Vettel wins as Button grabs point

Sebastian Vettel convincingly won the Japanese Grand Prix to keep his slim title hopes alive but championship leader Jenson Button stayed in control.
Cool Button pounced on an early tangle up ahead to finish in eighth, although a late safety car denied his Brawn team being crowned constructors' champions.
The Englishman now leads the title race from team-mate Rubens Barrichello, who came seventh in Japan, by 14 points.
Toyota's Jarno Trulli snatched second at Suzuka ahead of Lewis Hamilton.
Red Bull's Vettel led from start to finish after defending his pole position from reigning world champion Hamilton off the start.
The young German grabbed 10 points with a stunning drive and now sits 16 points behind single-point scoring Button in the championship with 20 to play for.
Ferrari's in-form Kimi Raikkonen finished fourth at the famously demanding figure-of-eight circuit ahead of Williams driver Nico Rosberg with BMW Sauber's Nick Heidfeld in sixth.

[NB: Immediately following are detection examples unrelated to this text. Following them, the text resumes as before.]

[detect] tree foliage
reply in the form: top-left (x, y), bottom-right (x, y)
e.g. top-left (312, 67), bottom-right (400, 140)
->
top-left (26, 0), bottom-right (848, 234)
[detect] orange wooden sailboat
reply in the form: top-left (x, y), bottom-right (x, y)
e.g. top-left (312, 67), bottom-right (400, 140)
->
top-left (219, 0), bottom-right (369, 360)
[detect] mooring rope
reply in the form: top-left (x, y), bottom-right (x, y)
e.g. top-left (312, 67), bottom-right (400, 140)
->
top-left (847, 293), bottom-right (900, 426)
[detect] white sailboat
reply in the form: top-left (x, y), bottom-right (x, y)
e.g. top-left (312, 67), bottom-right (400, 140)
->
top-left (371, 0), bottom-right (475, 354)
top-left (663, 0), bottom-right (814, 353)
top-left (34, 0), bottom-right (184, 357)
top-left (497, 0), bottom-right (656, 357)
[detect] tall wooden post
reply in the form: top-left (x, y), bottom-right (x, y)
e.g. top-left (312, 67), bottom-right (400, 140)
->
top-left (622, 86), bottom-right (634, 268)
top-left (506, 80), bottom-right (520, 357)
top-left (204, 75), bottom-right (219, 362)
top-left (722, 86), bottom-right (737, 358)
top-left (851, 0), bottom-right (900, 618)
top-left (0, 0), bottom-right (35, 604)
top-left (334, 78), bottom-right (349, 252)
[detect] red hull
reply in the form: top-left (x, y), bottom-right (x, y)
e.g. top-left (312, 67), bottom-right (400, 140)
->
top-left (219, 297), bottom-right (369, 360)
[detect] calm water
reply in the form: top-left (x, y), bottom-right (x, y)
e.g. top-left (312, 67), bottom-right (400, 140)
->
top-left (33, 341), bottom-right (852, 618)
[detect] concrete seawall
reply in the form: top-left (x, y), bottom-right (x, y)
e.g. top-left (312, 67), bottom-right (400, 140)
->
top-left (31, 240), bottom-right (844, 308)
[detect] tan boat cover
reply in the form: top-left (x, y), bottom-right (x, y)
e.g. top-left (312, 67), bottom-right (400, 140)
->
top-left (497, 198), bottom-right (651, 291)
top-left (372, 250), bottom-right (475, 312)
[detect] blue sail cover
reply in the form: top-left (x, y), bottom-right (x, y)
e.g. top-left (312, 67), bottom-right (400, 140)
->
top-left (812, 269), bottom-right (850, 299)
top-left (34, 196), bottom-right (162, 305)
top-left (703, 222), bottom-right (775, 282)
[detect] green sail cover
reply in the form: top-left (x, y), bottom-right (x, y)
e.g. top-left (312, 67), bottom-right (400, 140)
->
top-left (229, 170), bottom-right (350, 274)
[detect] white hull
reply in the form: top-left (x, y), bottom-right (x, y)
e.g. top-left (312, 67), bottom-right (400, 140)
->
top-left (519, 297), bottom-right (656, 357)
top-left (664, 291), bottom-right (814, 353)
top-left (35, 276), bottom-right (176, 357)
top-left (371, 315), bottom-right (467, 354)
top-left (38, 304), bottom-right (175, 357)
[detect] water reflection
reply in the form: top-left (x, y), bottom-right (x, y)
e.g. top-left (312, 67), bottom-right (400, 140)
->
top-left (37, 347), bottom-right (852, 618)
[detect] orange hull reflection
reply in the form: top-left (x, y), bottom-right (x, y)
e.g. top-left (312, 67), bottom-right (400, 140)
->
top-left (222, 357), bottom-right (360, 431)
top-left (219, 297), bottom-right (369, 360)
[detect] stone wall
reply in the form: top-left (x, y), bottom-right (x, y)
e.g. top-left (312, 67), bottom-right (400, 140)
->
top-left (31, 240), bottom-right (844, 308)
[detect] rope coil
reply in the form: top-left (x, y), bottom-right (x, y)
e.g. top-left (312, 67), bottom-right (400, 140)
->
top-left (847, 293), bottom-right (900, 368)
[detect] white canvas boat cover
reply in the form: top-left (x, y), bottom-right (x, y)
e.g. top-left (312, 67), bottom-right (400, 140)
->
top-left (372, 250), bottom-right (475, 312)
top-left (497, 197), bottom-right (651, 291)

After the race Button claimed that Rosberg illegally set his best sector time under the late safety flag.
And though stewards from governing body the FIA found Rosberg had exceeded the speed limit during that period, they decided to take no action because telemetry data proved the German was "prevented from being able to accurately follow timing information".
The drivers' title fight now moves to the season's penultimate race on 18 October in Brazil where Button, who recovered from a poor start at Suzuka, can land the title he covets.
Brawn came so close to clinching the constructors' championship in Sunday's race in their debut season, and now need just half a point more to take over from Ferrari as champions.
Their celebrations were cruelly put on hold after a late safety car came out following Jaime Alguersuari's crash in his Toro Rosso with eight laps remaining.

Barrichello had been running in sixth for most of the race and that would have been enough, but the safety car allowed Rosberg to jump up the pack from seventh.
Once Vettel maintained his position in front of the chasing pack from pole, the 22-year-old rapidly built a three-second gap in the crucial early stages from McLaren's Hamilton, who said it became "impossible to keep up with him".
"What a race," said Vettel. "We were pretty confident of defending the start but it was closer than I thought it would be going into Turn One.
"I had the inside so it was my advantage. After that it was head down and I tried to pull a gap. It all worked out and I was pretty much in control until the end."
With smooth-running Vettel's third victory of the season rarely in doubt up front, much of the focus turned to Button's progress as he attempted to recover from starting the race in 10th - a nightmare position stuck in the midfield.
That handicap was compounded when Button suffered a poor start and slipped back a place after McLaren's Heikki Kovalainen jumped up to eighth using his energy-boost [Kers] button.
Trailing the longer-fuelled Robert Kubica, Button pulled a classic overtaking manoeuvre on the Pole to regain 10th position during the fourth lap.